We define the expected data type of the input using pydantic, this is the GroupEventValue class, we actually expect a list of these so we create a type Entries to represent this.

Then we define a POST endpoint at /analyse_data which accepts the Entries datatype. This endpoint expects a JSON payload that matches the structure of Entries, FastAPI does the work of validating the inputs behind the scenes and delivers us the instantiated Entries data.

Next we use the handy TypeAdapter to turn our Entries object, which is a list of GroupEventValues into a pure Python object, and create a Pandas DataFrame from the resulting list, this will be the input data the the pipeline.

Now we instantiate the DuckDB connection, this probably isn’t best practice and wouldn’t work for concurrent requests, but improving this is another exercise left to the reader. From this we create a transaction, since we don’t want to actually alter the database and will use this only to rollback the changes we make in later steps.

Finally, for the heart of the solution, we first replace the group_event_values view (which you’ll remember from before, copies the example data and is the source table for all the analyses), we will replace this with a view over the DataFrame we just created (using the magic of DuckDB’s ability to query Pandas directly in Python).

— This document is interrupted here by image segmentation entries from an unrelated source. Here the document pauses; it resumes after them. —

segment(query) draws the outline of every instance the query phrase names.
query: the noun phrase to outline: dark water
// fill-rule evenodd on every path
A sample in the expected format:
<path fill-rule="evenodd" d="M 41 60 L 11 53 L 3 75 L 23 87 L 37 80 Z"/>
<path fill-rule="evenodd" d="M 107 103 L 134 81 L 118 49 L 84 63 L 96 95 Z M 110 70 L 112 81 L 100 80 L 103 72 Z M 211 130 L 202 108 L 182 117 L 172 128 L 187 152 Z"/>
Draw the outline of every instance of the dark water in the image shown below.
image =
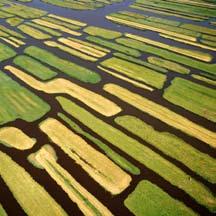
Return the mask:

Then we simply query the analysis table, since we have replaced the example data with the request data in the database using the create or replace view directive, the output from this query is now the analyses based on the data from the request! We dump this query result into JSON and return it. Simples!(?)

Trying things out

First edit the .env file so that PROJECT_ROOT var is pointing to the root of this repository.

Then, (assuming you already have conda installed),

conda create -n duckapi python=3.10 -y
conda activate duckapi
pip install poetry
make install_dev
make test

If the tests pass then your environment is configured correctly and you are ready to go!

Now run dbt build to produce the database that the API will use to execute the data pipeline.

With that in place you can run the API using make run_api

Now we can run our analysis for the animals example.

curl -s -X POST -H "Content-Type: application/json" \
-d '[{"group_id": "🦆", "event_value": 13}, {"group_id": "🐇", "event_value": 8}, {"group_id": "🐰", "event_value": 2}, {"group_id": "🐰", "event_value": 5}, {"group_id": "🦆", "event_value": 3}, {"group_id": "🐇", "event_value": 23}, {"group_id": "🐇", "event_value": 1}, {"group_id": "🦆", "event_value": 17}, {"group_id": "🐰", "event_value": 5}]' http://localhost:8000/analyse_data/

I’ve also added make make_request and make make_request_pretty which will run the curl for you and show you the results, use the pretty version if you have jq installed.

Potential Improvements

dbt provides a Python API, so in theory it should be possible to more tightly integrate dbt into this pattern. However the Python API seeems to be mostly a wrapper around the CLI so some more advanced ideas I had do not seem possible at present. For instance there doesn’t seem to be a way to pass the database client object into dbt when calling dbt from within Python.

If this capability was possible, it could be used to process more complex pipelines, users would be able to control the materialisation strategy of different sub-analysis components, which can be needed in memory intensive pipelines, example data would no longer be needed since the users real data could provide the initial schema, and the user could make use of macros to define dynamic pipelines, i.e being able to enable/disable different pieces of analysis based on user flags, or use dbt macros for data dependent transforms.


I can see it having utility when you have a data pipeline that can be used offline or online. Using this method would allow you to use the exact same transformations without having to rewrite anything and maintain consistency between two different pipeline implementations.

Want a challenge? Try to get this setup working in Spark!

I am not sure whether this is useful or not, or how well it will scale but I thought it was a fun thought exercise at least. Hope you found this interesting!